Leveraging different types of data is a major challenge faced by all companies. Hence, the data must be cleaned before it is utilized. There are various stages involved in data preparation before it can be previewed by a citizen data scientist. Most websites will say the data processing stages are collection, preparation, input, processing, output and storage. However, in this blog, we will discuss data processing stages not only from a Big Data perspective, but also how Rawcubes views data.
The stages are Data Acquisition, Standardization of Data, Active Copy, and Consumption.
This is a critical step as it sets the stage for data processing. It involves obtaining raw data, historic data, and incremental data and bringing it to the landing zone. Please keep in mind, this is NOT a data warehouse. Some of the common mistakes at this stage are data reconciliation, mismatched data types and rows, incorrect partitions, not creating a data layout. These mistakes can lead to major issues in subsequent stages. To ensure data is reconciled, it’s always best to check the accuracy of data at each stage. This is why Rawcubes has built-in auditing capabilities as part of audit, balance and control (AB&C) to keep these anomalies in check right at the landing stage.
Data standardization is a data processing workflow that converts the structure of disparate datasets into a common data format. As part of data preparation, data standardization deals with the transformation of datasets after the data is pulled from source systems and before it’s loaded into the target system. Due to this, data standardization can also be thought of as the transformation rules engine in data exchange operations.
This process enables the data consumer to analyze and use data in a consistent manner. Typically, when data is created and stored in the source system, it’s structured in a particular way which is not known by the data consumer. The way staging is used in big data processing systems varies slightly. Apart from standard extract, transform, and load are also used in a data warehouse. For data lakes, data is already loaded.
At the time of transformation, all special characters can be removed based on your requirements. Data formats are aligned as per industry standard (UTF 8 character set). Data is then exposed by creating metadata definition, such as hive tables, for consumption by data scientists or citizen data scientists. A common mistake at this stage is the absence of data cleansing, resulting in errors during analysis. If we don’t standardize by adding standard data delimiters across all of the data sets, then there is additional overhead for end-users for reprocessing the data for their consumption. A standard metadata definition restricts the user from consistently utilizing all the available data.
Active copy is representation of data as it appears in the source system at a given point of time. Rawcube’s DataBlaze creates an active copy based on the update frequency of the raw data. Also, an active archive is maintained representing the past active copy for the data sets. As per your requirements, older copies can be purged and optimized for storage consumption. Rawcube’s CloudBlaze is a policy-based automation offering active copy creation, purging, as well as movement to cold storage for the purpose of cost optimization.

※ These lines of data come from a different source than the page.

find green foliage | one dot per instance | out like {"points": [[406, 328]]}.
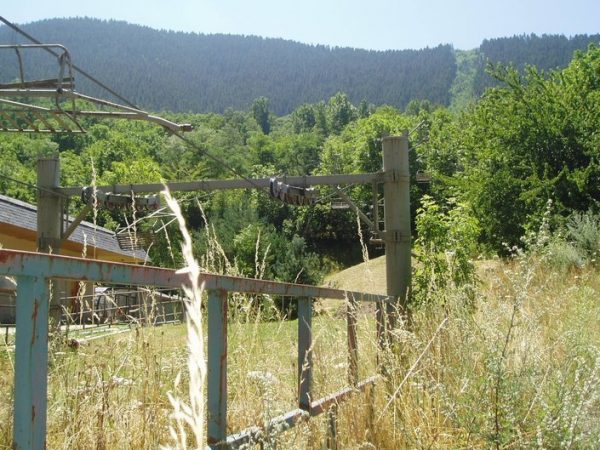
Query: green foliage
{"points": [[163, 70], [532, 141], [445, 246], [260, 112]]}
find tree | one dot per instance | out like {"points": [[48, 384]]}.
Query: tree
{"points": [[260, 111]]}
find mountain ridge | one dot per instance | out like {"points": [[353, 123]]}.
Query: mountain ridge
{"points": [[196, 72]]}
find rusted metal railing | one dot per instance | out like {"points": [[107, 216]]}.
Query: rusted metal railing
{"points": [[33, 271]]}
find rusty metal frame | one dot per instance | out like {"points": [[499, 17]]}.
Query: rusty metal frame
{"points": [[18, 116], [33, 272]]}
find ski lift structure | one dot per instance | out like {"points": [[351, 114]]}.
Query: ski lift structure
{"points": [[59, 108], [22, 102]]}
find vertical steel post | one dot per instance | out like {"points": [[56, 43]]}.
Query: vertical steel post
{"points": [[331, 437], [31, 364], [381, 338], [304, 352], [397, 234], [49, 223], [217, 368], [352, 341]]}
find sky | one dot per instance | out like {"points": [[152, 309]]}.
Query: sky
{"points": [[368, 24]]}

Data curation is the extraction of important information from scientific texts, such as research articles, by experts for converting into an electronic format, such as an entry of a biological database.
In the modern era of big data, curation of data has become prominent, particularly for any company processing high volume and complex data.
In the case of DataBlaze and CloudBlaze, curation satisfies customer requirements of clients for supporting business use cases. This includes creation of a feature set for running a predictive model and cleansing of data anomaly before it can be processed by an analytical system.
This is the convention of DataBlaze where Standard Data Model (SDM) is created representing business entity-like policy and claims (insurance industry). The SDM can be used by any company within the same domain. The transformation from SDM to Custom Data Model (CDM) is called data munging (curation or processing of data). The SDM serves as a starting point for data munging to get to a model-specific feature set. The CDM represents the feature set required by a predictive model. This process is essential for downstream consumption by any user looking to gain valuable insights.